MNA swiftly became the underlying computational engine for virtually all commercial circuit simulators, most notably the ubiquitous SPICE family (e.g., LTspice, JSpice). This powerful method enables a comprehensive suite of essential circuit analyses, including DC operating point, AC frequency response, transient time-domain behavior, and noise analysis, while also supporting advanced applications such as symbolic model generation. Its ability to serve as a unifying mathematical framework across these diverse analysis types streamlines the architecture of complex simulation software, enhancing its versatility and power.

While historically experiencing a period of under representation in some academic curricula, MNA is now increasingly recognized as an indispensable pedagogical tool.
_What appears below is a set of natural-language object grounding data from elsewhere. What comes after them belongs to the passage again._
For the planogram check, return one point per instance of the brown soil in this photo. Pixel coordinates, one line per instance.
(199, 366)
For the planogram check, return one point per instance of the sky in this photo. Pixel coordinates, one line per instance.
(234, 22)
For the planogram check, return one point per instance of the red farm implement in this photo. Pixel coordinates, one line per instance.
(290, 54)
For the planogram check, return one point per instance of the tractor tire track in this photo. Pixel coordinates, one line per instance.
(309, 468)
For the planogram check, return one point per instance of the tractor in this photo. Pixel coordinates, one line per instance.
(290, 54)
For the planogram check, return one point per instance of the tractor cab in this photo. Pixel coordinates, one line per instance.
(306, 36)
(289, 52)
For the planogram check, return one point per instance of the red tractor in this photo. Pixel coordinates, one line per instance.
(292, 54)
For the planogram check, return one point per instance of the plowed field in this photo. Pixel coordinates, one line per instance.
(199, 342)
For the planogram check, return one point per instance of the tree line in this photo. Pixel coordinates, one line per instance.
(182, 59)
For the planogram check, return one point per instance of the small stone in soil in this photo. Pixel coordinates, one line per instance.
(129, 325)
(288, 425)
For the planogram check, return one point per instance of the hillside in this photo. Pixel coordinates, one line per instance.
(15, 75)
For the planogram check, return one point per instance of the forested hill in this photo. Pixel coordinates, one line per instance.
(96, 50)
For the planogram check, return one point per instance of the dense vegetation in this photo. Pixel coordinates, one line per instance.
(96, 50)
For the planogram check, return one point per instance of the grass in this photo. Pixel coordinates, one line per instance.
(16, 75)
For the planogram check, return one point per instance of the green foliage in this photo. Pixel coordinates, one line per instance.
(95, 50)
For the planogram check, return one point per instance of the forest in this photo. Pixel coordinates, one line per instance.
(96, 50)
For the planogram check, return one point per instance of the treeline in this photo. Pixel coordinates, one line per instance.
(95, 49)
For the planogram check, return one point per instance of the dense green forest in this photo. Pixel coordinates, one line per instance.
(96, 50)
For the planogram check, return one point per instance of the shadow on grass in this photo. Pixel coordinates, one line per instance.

Its integration into electrical engineering education is crucial for bridging the gap between theoretical circuit concepts and the practical realities of computer-aided design, preparing students for the demands of the modern industry. Furthermore, ongoing research continues to refine MNA’s numerical properties and explore its applications to emerging challenges and new device technologies, ensuring its sustained vitality and relevance. MNA is not merely an analytical method; it is a foundational framework that underpins the design, verification, and innovation of virtually all contemporary electronic systems.